Same domain. Same week. Opposite outcome. Reading the two side by side is the most honest education in AI governance you can get right now.
What Actually Failed at k10s
The k10s postmortem is unusually direct. The author did not blame the models. The author blamed the absence of architectural authority. Features were added by prompting. State management lived wherever the most recent generation happened to put it. The codebase consolidated, organically, into a single god object that owned too much to refactor safely. When concurrency bugs surfaced, the team could not isolate them because the architecture had no boundaries to isolate against. Data races were not introduced by a bad commit. They were the steady-state behavior of a system with no contract between its parts.
The decision they reached is the part worth reading twice. They did not stop using AI. They concluded that the way they had been using it produced a codebase no human could reason about, and that rewriting from scratch in Rust, with a hand-designed architecture and technical guardrails in place before any agent touches it, was cheaper than continuing to debug the existing one. The rewrite is not a retreat from AI assistance. It is the reconstruction of the constraint surface that should have existed before the first prompt.
What Worked at WorkOS
Horizon is the same kind of story told from the other side. WorkOS describes a code agent stack that runs across their production codebase with real autonomy, and the description spends most of its time not on the model but on the scaffolding around it. The orchestrator. The eval harness. The merge gates. The taxonomy of work that gets delegated and the taxonomy that does not. The human architectural decisions that the agent inherits as immovable.
The WorkOS engineers do not credit a particular model. They credit a system in which the model operates inside a designed envelope. The agent is fast at the tasks the system gives it. The system, not the agent, decides what those tasks are.
Two teams. Same week. Same domain. The k10s team operated without a constraint surface and burned a codebase. The WorkOS team designed the constraint surface first and ran the agent inside it. The model was not the difference. The harness was.

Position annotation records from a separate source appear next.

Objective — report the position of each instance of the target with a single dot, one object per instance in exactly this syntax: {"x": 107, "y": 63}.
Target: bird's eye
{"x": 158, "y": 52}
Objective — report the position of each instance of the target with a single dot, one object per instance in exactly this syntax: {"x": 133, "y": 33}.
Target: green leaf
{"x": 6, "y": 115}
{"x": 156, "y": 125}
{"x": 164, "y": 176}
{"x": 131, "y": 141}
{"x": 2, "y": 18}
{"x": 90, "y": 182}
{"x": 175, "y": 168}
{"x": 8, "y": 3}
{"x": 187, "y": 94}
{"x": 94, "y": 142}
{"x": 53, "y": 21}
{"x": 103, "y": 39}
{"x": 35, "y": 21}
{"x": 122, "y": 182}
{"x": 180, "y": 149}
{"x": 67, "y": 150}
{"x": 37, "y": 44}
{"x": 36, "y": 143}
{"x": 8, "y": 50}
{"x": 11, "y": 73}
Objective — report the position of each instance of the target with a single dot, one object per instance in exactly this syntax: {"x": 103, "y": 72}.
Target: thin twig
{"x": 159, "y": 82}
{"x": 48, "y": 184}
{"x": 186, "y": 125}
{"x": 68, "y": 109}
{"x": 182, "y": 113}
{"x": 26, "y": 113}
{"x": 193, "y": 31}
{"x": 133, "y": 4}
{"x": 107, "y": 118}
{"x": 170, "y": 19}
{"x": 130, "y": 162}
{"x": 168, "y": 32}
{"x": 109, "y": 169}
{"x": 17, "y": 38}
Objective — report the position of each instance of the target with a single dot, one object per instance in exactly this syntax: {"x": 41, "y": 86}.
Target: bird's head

The Sentence That Names the Lesson
Read enough of these accounts and a single sentence emerges across all of them. The governance lever is not “use AI less.” It is “design the constraint surface before the agent writes the first line.”
The constraint surface is the union of three things. An architecture decided by humans, written down, and treated as immovable for the duration of the work. A set of technical guardrails: type systems, lint rules, test coverage thresholds, concurrency contracts, module boundaries. A review discipline that converts agent output into committed code only after a human has read it. Without those three, the agent will produce code that compounds into a structure no one can answer for. With those three, the agent’s speed becomes leverage instead of liability.
The k10s team is now installing those three around a fresh codebase. The WorkOS team installed them before the agent ever ran. The cost difference between those two sequences is the rewrite.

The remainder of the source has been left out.